Paul Manship
1885 - 1966

Bridging the gap between Modernists and Academicians, Paul Manship achieved early artistic fame by applying a streamlined, proto Art-Deco aesthetic to the classical and biblical subject matter of his bronze and marble sculptures.  Born in 1855 in St. Paul, Minnesota, the sculptor initially studied painting at the St.
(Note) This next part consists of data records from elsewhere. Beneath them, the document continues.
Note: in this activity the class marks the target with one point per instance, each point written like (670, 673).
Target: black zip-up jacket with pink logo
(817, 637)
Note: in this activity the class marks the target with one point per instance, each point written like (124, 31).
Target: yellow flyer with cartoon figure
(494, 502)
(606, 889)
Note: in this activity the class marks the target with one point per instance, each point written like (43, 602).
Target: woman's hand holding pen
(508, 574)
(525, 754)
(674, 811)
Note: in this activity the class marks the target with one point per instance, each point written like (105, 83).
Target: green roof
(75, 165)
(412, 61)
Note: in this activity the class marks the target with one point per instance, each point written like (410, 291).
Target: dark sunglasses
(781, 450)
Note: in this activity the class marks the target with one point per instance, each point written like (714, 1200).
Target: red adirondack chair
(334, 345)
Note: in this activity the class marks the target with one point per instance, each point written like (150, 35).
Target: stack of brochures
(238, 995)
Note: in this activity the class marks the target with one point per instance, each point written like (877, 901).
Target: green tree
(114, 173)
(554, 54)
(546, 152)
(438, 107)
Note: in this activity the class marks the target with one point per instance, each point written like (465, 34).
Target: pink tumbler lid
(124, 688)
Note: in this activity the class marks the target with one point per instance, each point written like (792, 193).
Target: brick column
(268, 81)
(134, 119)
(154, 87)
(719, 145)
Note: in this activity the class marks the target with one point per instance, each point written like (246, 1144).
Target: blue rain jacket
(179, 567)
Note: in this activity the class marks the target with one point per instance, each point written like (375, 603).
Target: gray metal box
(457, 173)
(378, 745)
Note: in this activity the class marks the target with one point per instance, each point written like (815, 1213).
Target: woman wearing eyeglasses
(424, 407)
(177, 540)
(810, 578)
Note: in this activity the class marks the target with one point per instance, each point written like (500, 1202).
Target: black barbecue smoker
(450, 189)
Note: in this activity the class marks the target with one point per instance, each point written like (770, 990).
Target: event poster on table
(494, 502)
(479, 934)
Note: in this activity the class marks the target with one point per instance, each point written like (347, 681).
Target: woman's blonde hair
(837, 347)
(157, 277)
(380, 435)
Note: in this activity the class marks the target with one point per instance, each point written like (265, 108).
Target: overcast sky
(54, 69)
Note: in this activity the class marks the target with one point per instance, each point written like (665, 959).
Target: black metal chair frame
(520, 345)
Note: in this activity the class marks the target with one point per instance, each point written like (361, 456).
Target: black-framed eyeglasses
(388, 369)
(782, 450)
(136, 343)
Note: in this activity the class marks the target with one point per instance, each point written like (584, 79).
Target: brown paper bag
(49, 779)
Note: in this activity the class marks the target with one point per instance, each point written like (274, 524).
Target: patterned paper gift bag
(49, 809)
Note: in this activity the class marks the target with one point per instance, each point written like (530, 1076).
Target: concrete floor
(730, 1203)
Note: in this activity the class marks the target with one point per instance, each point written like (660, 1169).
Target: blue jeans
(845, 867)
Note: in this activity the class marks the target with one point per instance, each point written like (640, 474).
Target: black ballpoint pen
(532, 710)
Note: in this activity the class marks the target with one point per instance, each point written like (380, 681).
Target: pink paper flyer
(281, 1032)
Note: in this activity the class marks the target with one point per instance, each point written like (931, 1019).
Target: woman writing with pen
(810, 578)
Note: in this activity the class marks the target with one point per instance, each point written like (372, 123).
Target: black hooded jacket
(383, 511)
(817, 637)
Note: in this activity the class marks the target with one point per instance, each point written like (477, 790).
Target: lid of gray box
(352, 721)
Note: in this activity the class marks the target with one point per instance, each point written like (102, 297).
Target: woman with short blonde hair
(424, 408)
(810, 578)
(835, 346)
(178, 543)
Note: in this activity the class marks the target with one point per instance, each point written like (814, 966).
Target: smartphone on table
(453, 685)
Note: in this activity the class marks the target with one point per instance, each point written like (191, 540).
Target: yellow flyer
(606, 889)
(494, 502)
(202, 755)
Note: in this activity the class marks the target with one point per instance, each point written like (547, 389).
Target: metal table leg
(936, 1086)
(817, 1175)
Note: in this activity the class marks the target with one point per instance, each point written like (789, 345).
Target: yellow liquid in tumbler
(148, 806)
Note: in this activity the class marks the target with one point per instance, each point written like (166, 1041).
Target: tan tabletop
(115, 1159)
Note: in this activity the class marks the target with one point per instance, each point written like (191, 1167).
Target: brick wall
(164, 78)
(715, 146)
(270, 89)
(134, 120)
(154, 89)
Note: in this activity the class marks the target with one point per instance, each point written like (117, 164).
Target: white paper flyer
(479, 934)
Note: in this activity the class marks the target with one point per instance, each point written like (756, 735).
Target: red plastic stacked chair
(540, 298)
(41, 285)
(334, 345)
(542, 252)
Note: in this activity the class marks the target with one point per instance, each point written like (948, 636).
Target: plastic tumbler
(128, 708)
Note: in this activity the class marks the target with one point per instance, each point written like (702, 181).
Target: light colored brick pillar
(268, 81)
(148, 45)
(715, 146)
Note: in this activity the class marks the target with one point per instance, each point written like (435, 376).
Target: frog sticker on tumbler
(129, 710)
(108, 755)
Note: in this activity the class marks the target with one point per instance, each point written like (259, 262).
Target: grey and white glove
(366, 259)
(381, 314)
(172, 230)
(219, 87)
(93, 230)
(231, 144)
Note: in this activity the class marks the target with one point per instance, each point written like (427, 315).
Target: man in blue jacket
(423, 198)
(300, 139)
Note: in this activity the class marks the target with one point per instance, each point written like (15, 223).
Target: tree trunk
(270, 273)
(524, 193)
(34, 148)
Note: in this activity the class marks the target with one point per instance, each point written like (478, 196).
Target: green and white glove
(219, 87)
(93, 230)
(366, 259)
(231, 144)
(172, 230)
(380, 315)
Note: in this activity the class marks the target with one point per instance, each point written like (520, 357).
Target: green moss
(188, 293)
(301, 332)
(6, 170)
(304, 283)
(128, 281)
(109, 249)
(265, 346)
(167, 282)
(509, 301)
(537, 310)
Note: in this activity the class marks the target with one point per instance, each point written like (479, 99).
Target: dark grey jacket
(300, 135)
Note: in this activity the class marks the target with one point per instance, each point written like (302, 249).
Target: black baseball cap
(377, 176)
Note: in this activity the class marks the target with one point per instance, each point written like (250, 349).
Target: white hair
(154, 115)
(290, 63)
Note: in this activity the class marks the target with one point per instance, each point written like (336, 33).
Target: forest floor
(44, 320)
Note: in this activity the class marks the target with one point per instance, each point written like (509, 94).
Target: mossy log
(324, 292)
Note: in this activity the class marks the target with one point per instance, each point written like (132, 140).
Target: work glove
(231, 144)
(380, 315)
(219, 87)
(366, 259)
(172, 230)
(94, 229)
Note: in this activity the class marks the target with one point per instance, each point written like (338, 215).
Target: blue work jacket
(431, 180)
Paul Institute of Art but subsequently shifted his focus to the modeling of three-dimensional forms upon the realization that he was afflicted by colorblindness.  In 1905, he moved to New York and entered the Art Students League, soon thereafter serving as an assistant to Solon Borglum.  This relationship, which lasted approximately two years, provided Manship with a solid knowledge of anatomical structures as well as practice in executing large-scale monuments.

After a stint at the Pennsylvania Academy of Fine Arts, where he studied life drawing with Charles Grafly, Manship went to work for Isidore Konti who encouraged him to compete for entry to the American Academy in Rome.  Ultimately winning the prize for his relief sculpture Rest After Toil, the sculptor spent three years there observing the visible remnants of antiquity.  Undoubtedly the most influential period of his life, Manship’s experience in Rome prompted his interest in re-interpreting cultural traditions, both Western and Eastern, into his own expressions of formal clarity and refined beauty.